The job is not just about a tackling anti-social behaviour, it’s also about building relationships and helping the community. The team work very hard to build relationships with Derby’s homeless, the walking route includes a visit to the Padley Centre to talk to some of the people there now, once a week a member of the Re-housing Engagement Support Team (REST) from Derby Homes joins the PPOs to engage directly with individuals, offering help and signposting them to support agencies.
Shell also tells us the story of a vulnerable woman who they encountered looking dishevelled and confused. Shell took the time to get to know the lady, who has no family, and visited her home and signposted her to agencies that could offer her help and support. She’s followed this up over a period of months.
Linking up with the CCTV system is a crucial part of the job and we meet up with Jason who manages the city centre cameras, linking up with the PPOs, the police and the Cathedral Quarter and St Peter’s Quarter Rangers and communicating through the radio system to alert the feet on the ground about any incidents that need action.
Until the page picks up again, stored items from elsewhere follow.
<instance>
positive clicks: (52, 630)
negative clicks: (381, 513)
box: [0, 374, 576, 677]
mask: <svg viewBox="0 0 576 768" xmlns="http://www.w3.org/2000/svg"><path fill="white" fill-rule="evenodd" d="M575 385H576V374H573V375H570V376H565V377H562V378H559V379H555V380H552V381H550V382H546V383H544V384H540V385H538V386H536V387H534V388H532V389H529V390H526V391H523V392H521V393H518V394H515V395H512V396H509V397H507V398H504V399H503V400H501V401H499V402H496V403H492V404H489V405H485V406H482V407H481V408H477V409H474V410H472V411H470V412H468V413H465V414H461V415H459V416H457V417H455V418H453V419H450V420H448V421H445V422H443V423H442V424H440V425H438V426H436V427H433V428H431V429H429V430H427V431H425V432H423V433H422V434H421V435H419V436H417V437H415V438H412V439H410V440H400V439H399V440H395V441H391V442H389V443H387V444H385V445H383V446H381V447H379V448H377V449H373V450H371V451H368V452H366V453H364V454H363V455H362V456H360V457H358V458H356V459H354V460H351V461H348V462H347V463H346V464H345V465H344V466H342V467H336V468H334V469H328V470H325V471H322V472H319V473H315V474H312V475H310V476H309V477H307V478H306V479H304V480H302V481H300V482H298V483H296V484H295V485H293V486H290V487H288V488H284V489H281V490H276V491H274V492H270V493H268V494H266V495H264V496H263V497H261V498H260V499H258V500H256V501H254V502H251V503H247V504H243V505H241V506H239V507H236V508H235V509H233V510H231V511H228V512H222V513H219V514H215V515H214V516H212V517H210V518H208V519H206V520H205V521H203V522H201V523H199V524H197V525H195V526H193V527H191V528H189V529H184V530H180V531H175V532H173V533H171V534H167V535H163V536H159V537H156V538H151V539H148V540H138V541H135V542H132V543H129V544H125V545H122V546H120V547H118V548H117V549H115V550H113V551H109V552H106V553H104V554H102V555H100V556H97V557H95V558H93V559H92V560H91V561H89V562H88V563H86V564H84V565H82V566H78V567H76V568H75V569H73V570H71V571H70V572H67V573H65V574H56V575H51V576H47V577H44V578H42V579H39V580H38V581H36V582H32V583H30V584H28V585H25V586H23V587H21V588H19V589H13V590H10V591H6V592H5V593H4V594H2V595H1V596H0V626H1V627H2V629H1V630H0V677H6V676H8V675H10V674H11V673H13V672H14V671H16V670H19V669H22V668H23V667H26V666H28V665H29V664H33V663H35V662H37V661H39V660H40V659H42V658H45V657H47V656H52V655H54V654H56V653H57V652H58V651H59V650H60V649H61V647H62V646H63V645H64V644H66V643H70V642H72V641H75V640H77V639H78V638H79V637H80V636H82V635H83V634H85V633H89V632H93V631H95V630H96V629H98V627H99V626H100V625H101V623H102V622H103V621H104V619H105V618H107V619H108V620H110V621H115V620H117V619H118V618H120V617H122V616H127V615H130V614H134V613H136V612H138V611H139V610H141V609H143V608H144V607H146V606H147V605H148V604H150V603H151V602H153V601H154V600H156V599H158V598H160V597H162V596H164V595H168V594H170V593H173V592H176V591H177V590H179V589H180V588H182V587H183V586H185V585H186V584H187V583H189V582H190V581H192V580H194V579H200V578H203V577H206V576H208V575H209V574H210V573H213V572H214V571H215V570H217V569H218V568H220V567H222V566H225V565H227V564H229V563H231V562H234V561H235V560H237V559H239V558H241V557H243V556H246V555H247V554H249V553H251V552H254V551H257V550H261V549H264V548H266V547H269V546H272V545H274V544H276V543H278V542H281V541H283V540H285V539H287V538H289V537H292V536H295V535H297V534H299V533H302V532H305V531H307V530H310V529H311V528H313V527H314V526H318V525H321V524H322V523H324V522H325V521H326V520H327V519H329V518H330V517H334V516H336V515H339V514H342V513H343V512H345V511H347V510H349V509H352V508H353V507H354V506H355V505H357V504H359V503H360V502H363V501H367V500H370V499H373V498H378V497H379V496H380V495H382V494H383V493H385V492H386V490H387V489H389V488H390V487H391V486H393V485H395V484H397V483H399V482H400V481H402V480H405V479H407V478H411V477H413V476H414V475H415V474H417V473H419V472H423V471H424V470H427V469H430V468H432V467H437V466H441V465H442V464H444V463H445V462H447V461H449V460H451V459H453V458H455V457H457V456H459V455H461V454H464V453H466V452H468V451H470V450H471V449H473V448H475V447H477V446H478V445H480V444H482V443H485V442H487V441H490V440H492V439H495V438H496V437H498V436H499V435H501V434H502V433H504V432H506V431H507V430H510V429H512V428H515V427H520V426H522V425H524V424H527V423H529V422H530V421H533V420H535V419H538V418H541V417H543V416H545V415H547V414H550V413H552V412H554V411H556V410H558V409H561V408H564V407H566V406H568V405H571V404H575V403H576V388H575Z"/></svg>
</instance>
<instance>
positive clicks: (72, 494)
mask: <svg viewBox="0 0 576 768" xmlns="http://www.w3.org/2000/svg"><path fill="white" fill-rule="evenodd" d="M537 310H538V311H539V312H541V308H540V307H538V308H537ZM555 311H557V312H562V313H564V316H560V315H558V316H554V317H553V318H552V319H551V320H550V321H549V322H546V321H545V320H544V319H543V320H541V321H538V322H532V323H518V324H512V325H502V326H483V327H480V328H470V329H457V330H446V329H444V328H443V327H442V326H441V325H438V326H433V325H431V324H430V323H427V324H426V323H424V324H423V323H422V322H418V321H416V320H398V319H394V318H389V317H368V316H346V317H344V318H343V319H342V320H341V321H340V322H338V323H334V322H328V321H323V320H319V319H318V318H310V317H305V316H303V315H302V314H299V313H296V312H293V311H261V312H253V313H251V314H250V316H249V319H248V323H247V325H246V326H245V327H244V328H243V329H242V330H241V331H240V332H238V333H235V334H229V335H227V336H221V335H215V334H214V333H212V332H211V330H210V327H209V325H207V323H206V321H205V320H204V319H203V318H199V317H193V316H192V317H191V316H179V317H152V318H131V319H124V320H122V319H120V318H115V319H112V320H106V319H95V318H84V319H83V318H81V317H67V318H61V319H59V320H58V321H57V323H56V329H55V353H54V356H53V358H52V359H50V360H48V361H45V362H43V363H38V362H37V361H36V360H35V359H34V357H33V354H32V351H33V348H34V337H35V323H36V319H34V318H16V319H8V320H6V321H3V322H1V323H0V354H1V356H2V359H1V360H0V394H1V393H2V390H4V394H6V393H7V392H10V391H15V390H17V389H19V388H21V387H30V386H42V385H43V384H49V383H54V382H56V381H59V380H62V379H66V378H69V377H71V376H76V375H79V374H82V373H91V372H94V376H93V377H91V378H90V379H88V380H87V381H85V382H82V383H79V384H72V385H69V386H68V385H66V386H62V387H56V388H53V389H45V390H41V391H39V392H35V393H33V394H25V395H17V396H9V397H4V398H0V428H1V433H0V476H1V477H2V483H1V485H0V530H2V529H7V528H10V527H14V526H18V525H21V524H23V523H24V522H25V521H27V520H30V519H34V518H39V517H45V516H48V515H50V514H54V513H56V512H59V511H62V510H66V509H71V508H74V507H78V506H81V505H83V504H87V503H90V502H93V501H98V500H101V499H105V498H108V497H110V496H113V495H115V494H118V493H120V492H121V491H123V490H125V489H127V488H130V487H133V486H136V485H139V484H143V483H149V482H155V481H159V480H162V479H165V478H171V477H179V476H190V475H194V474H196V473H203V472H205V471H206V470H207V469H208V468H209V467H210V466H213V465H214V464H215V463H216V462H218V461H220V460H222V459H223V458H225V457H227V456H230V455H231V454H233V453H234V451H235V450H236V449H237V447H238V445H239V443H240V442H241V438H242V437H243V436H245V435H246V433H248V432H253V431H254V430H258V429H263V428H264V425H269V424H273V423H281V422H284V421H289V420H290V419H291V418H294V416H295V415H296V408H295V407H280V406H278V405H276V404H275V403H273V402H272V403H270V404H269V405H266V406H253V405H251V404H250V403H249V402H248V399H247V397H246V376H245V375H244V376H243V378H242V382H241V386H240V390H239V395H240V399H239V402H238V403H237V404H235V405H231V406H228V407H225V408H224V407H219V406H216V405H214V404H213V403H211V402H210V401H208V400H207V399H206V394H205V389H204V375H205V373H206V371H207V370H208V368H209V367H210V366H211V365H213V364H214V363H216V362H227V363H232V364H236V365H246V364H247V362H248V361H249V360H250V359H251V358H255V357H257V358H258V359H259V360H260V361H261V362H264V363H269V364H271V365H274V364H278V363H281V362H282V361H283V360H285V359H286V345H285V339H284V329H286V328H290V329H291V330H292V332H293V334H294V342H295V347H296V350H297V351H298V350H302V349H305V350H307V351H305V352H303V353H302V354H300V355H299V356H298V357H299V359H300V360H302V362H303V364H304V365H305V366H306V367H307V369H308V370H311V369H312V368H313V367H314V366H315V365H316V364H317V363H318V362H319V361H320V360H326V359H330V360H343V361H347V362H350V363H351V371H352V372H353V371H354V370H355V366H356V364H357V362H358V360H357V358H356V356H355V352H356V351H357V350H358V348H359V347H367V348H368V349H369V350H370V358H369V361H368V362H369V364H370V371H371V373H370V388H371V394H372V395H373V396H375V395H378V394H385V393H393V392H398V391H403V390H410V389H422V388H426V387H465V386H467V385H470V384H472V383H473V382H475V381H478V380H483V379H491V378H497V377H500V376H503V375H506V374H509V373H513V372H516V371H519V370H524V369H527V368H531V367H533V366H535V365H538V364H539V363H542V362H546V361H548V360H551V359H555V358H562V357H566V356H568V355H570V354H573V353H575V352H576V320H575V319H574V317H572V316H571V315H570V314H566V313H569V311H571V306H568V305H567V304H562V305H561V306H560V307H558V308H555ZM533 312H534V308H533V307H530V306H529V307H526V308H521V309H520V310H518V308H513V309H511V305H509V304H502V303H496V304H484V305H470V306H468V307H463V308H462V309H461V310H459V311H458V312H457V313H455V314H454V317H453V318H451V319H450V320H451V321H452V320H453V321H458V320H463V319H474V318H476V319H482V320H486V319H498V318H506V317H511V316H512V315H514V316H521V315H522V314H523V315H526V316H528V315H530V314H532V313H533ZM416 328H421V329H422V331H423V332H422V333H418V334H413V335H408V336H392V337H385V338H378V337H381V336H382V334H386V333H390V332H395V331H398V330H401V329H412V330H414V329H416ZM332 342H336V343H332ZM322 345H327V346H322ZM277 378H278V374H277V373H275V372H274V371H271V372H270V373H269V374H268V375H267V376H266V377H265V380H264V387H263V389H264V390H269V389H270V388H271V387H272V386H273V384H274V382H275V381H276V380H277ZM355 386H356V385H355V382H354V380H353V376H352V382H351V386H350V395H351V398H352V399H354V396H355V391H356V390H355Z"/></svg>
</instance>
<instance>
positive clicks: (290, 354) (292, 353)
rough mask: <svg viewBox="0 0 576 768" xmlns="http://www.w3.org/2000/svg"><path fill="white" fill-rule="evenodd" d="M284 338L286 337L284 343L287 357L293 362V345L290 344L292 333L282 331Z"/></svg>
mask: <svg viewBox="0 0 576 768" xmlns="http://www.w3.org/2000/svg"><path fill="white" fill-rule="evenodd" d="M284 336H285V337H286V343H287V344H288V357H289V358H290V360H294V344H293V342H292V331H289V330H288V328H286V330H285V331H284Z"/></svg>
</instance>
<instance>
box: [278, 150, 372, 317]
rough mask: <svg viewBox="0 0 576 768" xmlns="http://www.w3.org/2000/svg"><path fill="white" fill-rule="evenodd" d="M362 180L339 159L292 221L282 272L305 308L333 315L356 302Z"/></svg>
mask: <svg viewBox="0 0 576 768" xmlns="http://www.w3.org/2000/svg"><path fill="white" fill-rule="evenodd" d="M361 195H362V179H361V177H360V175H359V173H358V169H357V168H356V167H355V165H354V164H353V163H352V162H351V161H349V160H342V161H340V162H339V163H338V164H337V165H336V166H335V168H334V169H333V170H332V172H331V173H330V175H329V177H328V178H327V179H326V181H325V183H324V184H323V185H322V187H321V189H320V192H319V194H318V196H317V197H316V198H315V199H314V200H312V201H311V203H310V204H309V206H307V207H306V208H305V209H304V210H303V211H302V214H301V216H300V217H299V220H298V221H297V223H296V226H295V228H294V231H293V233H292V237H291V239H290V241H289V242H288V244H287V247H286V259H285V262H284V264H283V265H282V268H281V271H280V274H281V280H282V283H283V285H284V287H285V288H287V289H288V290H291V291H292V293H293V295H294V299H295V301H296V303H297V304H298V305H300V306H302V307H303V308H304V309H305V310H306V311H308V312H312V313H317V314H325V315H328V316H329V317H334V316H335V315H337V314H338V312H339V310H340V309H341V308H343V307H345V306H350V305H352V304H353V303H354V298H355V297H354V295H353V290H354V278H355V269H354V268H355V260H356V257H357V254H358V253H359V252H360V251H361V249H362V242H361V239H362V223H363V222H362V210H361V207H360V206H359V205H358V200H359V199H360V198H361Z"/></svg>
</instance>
Shell and Ash also tell us of a time when the CCTV really came into its own when they were faced with two serious injuries within minutes. The PPOs have a high level of first aid training and were directed to a 94 year old lady with a serious head injury having fallen, moments later they received another call on their radio from the control room about a lady lying in the road. The 82 year old who had fallen and broken her leg. The team split up and separately triaged both ladies and waited with them for hours for an ambulance and then sat with them at hospital whilst waiting for relatives to arrive.
As we leave Shell and Ash to carry on their shift, it’s clear what a valuable role they play. They are a visible presence but so much of what they do will go and unseen and unrecognised, going above and beyond every day working hard for the city. Derby, like any other city, will never be totally free from antisocial behaviour , but with the help of committed public servants like Shell and Ash we will continue to do all we can to help make it an even safer place to live, work and visit.